Harry Peak -- #00345-017
3 Life Sentences -- Drug ConspiracyMy brother, Harry Peak, is 64 years old and serving three life sentences for a non-violent drug offense. My brother's court-appointed attorney was totally inadequate and didn't even read the case until 10 minutes before the trial. I know Harry did wrong, but he doesn't deserve a death sentence, which is what they basically gave him. Harry is always feeling ill and has chronic kidney ailments. He has prostate problems, too, which is how our father died.

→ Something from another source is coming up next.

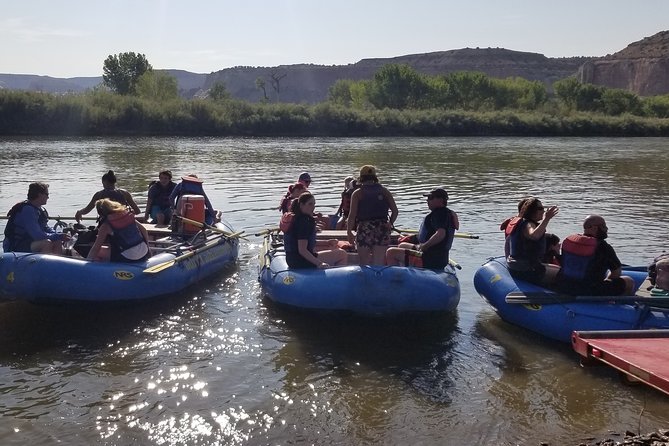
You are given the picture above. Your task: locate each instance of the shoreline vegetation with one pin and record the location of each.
(397, 101)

We were separated when I was 3 and Harry was 4 because our parents got a divorce. Our mother was an alcoholic, and so I was raised by my great aunt who provided a good home. Harry was raised by his father and a stepmother who was cruel to him. Harry kept running away, and each time it brought heavier consequences for him. He was placed in a reformatory and labled incorrigible. Finally, at age 14, he ran away to Florida for good. Everything he learned was from cons: how to live on the streets and get by; how to eat and find a place to live. We are of the same seed, but I was raised in a good home. Harry was raised by professional criminals who taught him the tricks of the trade and gave him their friendship. So I believe it is the environment that makes criminals, but Harry never hurt anybody but himself. He was just trying to survive the only way he knew how.
After we were separated as little children, we never saw each other again until our father died in 1982 when we met at his funeral. We hugged and couldn't let go of each other. We visited a short time, but I found out later that he was in trouble for selling drugs, and was picked up in New York a few days later. Harry spent several years in jail. When he got out, he worked off his parole and lived in a half-way house in Florida, where again he got on the wrong side of the law. The "three strikes" law put my brother away until death for a non-violent crime.

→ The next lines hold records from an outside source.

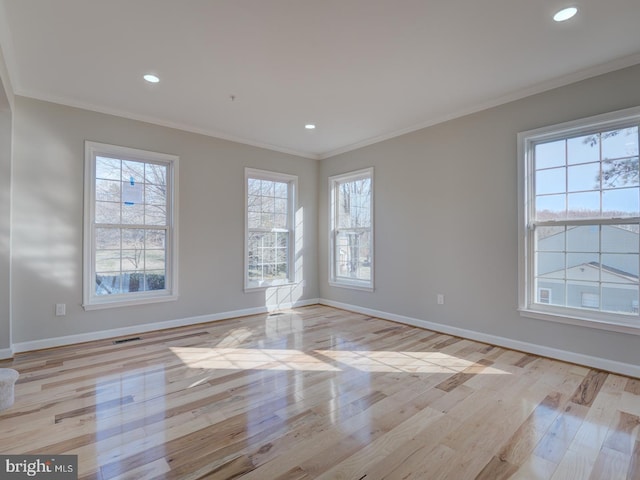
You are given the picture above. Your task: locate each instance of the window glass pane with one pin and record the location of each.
(133, 214)
(128, 258)
(108, 212)
(620, 143)
(550, 262)
(623, 202)
(583, 239)
(550, 291)
(108, 260)
(132, 238)
(155, 280)
(353, 255)
(107, 168)
(550, 154)
(620, 267)
(154, 259)
(551, 207)
(155, 174)
(583, 149)
(132, 281)
(578, 291)
(133, 259)
(132, 170)
(155, 239)
(596, 266)
(266, 188)
(107, 238)
(155, 195)
(584, 177)
(583, 266)
(551, 181)
(107, 283)
(620, 173)
(583, 205)
(550, 239)
(620, 239)
(619, 298)
(108, 190)
(155, 215)
(281, 190)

I wrote to Irv Homer of WWDB who is known for his stand against long jail terms for drug offenders. He didn't reply. I wrote the warden of the prison and also Kathleen Sawyer, the director of the Federal Bureau of Prisons, and they said Harry wasn't sick enough to qualify for compassionate release. I wrote to Congressman Greenwood and First Lady Hillary Clinton, but got no help.

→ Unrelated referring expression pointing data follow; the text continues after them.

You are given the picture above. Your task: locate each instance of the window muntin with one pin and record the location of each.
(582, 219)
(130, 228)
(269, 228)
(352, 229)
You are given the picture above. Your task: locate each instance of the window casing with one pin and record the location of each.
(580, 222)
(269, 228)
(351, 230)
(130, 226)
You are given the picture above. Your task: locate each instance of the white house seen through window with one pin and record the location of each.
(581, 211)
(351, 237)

I am 63, and time is running out for both of us. I had great hope of spending time with him before we leave this world. He is old and tired now, and just wants to be able to live his last years with us. We have a family of 14, all living around each other who would embrace and care for him. My husband and I go to see him when we can, but Florida is a long way from Pennsylvania. When we do see him, all we do is cry.
Harry has served 12 years of his sentence and is a model prisoner who doesn't have much longer to live. Society does not benefit by keeping an old man in jail for his remaining few years when there is family waiting to give him the love he never had.